Par - publié le 18 août 2008 à 18h05 ,
MAJ le 25 septembre 2009 à 17h27 - 0 commentaire(s)
PULSIONS (BRIAN DE PALMA)
Pour la référence flagrante à Psychose, de Alfred Hitchcock. Pour le regard subreptice dans le miroir de Michael Caine. Pour deux scènes hallucinantes : le plan-séquence dans le musée qui laisse entrer l’air du désir et surtout la grande scène de meurtre inattendue de l’ascenseur (spécialité de De Palma depuis Soeurs de sang pour renouveler l’effet que la scène de la douche a eu chez lui).

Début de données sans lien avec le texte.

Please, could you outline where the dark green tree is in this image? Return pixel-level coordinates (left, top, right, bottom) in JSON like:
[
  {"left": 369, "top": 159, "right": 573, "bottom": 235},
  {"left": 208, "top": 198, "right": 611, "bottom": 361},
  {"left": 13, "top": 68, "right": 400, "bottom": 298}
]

LE BOUCHER (CLAUDE CHABROL)
Parce que Claude Chabrol peut se targuer d’avoir donné quelques uns des plus beaux rôles à Jean Yanne au cinéma (n’oublions pas non plus l’ami Maurice Pialat) et que la réciproque est valable : jamais Chabrol n’aurait pu réaliser ce film sans l’interprétation très touchante de Jean Yanne. Parce qu’ici, le tueur en série secret, à la fois humain et monstre, touchant et terrifiant, tombe amoureux d’une institutrice vieille fille (Stéphane Audran, génialement déphasée). Parce que les plus belles histoires d’amour ont souvent fait des scripts amoraux.

SERIAL MOTHER (JOHN WATERS)
Parce que John Waters a toujours voué une fascination pour les tueurs en série. Ici, il pousse l’audace à confier le rôle d’une serial mom à la vamp Kathleen Turner, revenu de Crimes of Passion. Parce qu’on doit trier ses ordures, parce qu’on ne bouffe pas les oiseaux, parce qu’on assassine les gens avec des tisonniers dans une brocante et des gigots pendant qu’on regarde Annie à la télé. Pour l’hommage à Hershell Gordon Lewis et le mauvais goût présent un peu partout (des revues pornos spéciales au crachat de morve en pleine église). Parce que chez Waters les scènes dans un tribunal ressemblent à des kermesses (cf. Female trouble, Divine et son jury hilare). Et enfin parce qu’on ne porte pas des chaussures blanches quand ce n’est pas la bonne saison.


LE SILENCE DES AGNEAUX (JONATHAN DEMME)/ SE7EN (DAVID FINCHER)
Jonathan Demme propose le grand film de serial-killer du début des années 90 avec Le silence des agneaux, en rebondissant sur Manhunter, de Michael Mann dans les années 80. Depuis, une suite parodique (Hannibal), une repompée honteuse (Dragon Rouge), un prequel maniéré (Les origines du mal) et surtout des tonnes de copycat. Le tueur en série est joué par Anthony Hopkins qui au fil des épisodes a pris son personnage de moins en moins au sérieux. Se7en, de David Fincher, est le seul film à avoir pu rivaliser sur ce terrain en s’imposant comme la référence du genre.